A surge in the daily number of new COVID-19 cases in the U.S. has increased what was already high volatility in the S&P 500 with the closely watched CBOE volatility index up to the 96th percentile of its historical range.
Having closed at 33.4 on Oct. 28, the second-highest close in the four months since June 26, the VIX surged beyond 36 in early trading on Oct. 28. In the history of the index, 96% of VIX daily closing readings have been below 36.
The average absolute change in the S&P 500 on days following a VIX close near 30 is 1.3%.
"We still think there are plenty of reasons for investors to seek protection ahead of the U.S. elections given the myriad potential risks ahead," Win Thin, global head of currency strategy at Brown Brothers Harriman, wrote in a market commentary. "Between the virus resurgence in Europe, Brexit, and the rising geopolitical tensions rising in many places, it’s hard to see how anyone would have a strong risk-on conviction at this juncture."
Reported daily new COVID-19 cases are higher in the U.S. now than they were during the previous July peak while a second surge in Europe is sparking localized lockdowns. The S&P 500 dropped 2.2% across Oct. 26 and Oct. 27 and was trading down 2.9% as of 10:50 a.m. ET on Oct. 28.
"Uncertainty about COVID-19 related mobility restrictions and U.S. politics mean we should expect volatility to remain elevated for the balance of the year," Mark Haefele, chief investment officer of global wealth management at UBS, wrote in a market commentary. "However, we continue to see upside over the medium term, and target 3,700 on the S&P 500 by June 2021, around 9% higher than today's levels."
The unease in equities was not apparent in corporate bond markets.
The U.S. investment grade corporate bond index spread narrowed by 2 basis points between Oct. 19 and Oct. 26 to 130 bps, the lowest level since Feb. 29. The index has reversed 90.6% of the widening experienced in March when the coronavirus spread into financial markets.
Lower down the credit rating spectrum there was a widening of spreads. The U.S. high-yield corporate bond index spread rose 12 bps between Oct. 19 and Oct. 26 to 503 bps but was rising from an 8 month low and was still lower than at the beginning of October.
It was a calmer affair in the emerging market corporate bond market, with spreads ticking down by 1 basis point to 342 bps as of Oct. 26.
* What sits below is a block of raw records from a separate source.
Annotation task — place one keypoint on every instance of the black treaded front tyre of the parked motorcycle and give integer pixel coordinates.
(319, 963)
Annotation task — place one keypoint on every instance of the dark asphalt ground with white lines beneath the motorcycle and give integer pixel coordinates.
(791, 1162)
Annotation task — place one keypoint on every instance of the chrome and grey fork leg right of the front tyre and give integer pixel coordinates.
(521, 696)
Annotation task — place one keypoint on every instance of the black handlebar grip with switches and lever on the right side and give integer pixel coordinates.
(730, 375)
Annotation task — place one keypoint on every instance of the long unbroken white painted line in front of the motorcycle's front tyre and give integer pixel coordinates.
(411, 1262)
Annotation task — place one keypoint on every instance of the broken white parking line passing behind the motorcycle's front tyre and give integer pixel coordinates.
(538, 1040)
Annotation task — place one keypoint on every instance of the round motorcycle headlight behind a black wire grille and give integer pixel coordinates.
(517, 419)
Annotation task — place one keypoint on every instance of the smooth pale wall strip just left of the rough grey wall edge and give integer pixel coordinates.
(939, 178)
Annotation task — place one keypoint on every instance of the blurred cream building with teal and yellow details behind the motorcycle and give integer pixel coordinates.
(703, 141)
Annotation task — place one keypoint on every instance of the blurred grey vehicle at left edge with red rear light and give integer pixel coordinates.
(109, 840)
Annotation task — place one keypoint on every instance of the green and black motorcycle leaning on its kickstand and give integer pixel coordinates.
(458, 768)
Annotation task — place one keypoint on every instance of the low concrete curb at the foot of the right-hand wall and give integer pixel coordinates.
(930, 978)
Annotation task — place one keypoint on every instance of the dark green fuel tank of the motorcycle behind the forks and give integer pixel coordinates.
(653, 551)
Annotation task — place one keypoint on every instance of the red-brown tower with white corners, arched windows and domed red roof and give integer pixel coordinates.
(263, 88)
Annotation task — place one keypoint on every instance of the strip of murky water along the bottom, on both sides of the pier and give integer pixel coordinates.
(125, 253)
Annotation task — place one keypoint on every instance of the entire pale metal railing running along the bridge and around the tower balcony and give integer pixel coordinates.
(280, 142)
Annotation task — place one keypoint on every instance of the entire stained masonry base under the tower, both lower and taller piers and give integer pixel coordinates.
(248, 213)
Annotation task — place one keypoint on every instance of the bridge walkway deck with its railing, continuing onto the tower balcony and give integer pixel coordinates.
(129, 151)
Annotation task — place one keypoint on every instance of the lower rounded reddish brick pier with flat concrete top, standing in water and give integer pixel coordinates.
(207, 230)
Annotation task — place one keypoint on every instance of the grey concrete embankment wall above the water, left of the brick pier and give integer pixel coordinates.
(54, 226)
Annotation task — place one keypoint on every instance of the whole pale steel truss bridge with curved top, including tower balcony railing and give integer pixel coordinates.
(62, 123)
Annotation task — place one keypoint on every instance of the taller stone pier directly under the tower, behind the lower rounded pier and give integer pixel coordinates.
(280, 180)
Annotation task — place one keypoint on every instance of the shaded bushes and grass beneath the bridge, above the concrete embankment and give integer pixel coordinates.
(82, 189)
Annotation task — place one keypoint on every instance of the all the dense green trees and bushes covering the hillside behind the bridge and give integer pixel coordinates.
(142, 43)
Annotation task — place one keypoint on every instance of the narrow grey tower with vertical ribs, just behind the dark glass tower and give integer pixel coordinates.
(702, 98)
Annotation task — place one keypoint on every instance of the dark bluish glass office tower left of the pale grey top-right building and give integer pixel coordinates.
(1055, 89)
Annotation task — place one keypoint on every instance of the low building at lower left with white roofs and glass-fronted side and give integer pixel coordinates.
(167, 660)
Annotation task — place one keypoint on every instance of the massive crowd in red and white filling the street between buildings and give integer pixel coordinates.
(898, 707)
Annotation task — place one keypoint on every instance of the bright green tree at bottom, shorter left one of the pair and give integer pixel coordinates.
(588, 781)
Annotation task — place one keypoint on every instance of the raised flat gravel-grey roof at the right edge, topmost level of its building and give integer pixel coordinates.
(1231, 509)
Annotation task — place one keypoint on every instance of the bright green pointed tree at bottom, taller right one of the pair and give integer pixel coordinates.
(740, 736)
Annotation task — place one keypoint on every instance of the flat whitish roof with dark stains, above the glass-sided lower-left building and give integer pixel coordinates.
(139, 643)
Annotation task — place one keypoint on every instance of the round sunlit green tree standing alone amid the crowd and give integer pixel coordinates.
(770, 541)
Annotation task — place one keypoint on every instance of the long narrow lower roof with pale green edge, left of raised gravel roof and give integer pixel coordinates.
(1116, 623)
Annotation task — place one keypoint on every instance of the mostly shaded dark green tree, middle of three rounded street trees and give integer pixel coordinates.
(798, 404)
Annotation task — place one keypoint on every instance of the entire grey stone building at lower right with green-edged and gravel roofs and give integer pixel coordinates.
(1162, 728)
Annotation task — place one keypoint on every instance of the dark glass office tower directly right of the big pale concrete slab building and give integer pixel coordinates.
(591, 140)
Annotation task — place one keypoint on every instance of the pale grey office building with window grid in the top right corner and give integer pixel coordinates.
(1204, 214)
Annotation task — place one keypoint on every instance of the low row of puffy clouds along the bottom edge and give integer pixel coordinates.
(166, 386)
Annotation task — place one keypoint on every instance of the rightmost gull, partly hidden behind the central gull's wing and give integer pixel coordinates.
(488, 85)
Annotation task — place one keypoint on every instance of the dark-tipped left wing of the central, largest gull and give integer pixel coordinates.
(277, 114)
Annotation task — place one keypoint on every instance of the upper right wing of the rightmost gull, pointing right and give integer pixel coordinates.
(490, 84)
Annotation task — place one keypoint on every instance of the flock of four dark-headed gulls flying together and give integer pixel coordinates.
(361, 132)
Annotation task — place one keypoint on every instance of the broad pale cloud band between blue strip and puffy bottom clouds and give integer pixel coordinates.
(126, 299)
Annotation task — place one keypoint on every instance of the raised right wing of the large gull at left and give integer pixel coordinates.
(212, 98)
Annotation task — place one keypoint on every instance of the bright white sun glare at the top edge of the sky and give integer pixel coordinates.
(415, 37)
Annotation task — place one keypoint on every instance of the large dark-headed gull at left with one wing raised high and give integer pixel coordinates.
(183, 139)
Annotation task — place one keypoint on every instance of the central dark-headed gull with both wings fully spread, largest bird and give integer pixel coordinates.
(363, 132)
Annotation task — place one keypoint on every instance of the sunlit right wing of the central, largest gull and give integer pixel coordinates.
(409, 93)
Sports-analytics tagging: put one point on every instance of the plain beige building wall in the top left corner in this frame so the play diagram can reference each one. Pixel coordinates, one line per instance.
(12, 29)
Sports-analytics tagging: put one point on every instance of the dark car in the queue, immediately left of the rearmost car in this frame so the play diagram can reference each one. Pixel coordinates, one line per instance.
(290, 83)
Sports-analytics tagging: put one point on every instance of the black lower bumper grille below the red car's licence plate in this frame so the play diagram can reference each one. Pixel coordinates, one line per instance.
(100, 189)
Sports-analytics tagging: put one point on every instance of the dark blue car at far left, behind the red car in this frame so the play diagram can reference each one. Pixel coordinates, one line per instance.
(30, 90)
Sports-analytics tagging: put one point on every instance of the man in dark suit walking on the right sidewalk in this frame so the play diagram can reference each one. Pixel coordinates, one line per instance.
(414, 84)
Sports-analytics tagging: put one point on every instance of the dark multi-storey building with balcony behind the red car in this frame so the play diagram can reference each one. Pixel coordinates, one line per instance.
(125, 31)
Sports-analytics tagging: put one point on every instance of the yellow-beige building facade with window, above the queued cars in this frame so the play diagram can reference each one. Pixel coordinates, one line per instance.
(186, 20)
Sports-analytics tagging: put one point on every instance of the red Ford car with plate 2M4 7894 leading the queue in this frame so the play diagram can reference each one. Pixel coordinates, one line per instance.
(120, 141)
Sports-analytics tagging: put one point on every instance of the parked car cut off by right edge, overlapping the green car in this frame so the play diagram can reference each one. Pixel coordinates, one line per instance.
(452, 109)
The Libor-OIS spread, a key risk indicator for the U.S. banking sector measuring the difference between the three-month dollar London interbank offered rate and the overnight indexed swap rate, was 12.3 bps as of Oct. 27, up from 11 bps on Oct. 20.
"We expect Libor-OIS to remain range-bound in the low to mid-teens with a modest risk skew toward widening over the coming months," Morgan Stanley research team wrote in a note led by rates strategist Kelcie Gerson.
In the leveraged loan market, the share of issues priced below 80 cents on the dollar, a closely watched indicator suggesting a company is more likely to default, fell to 4.9% on Oct. 26 from 5.2% on Oct. 19.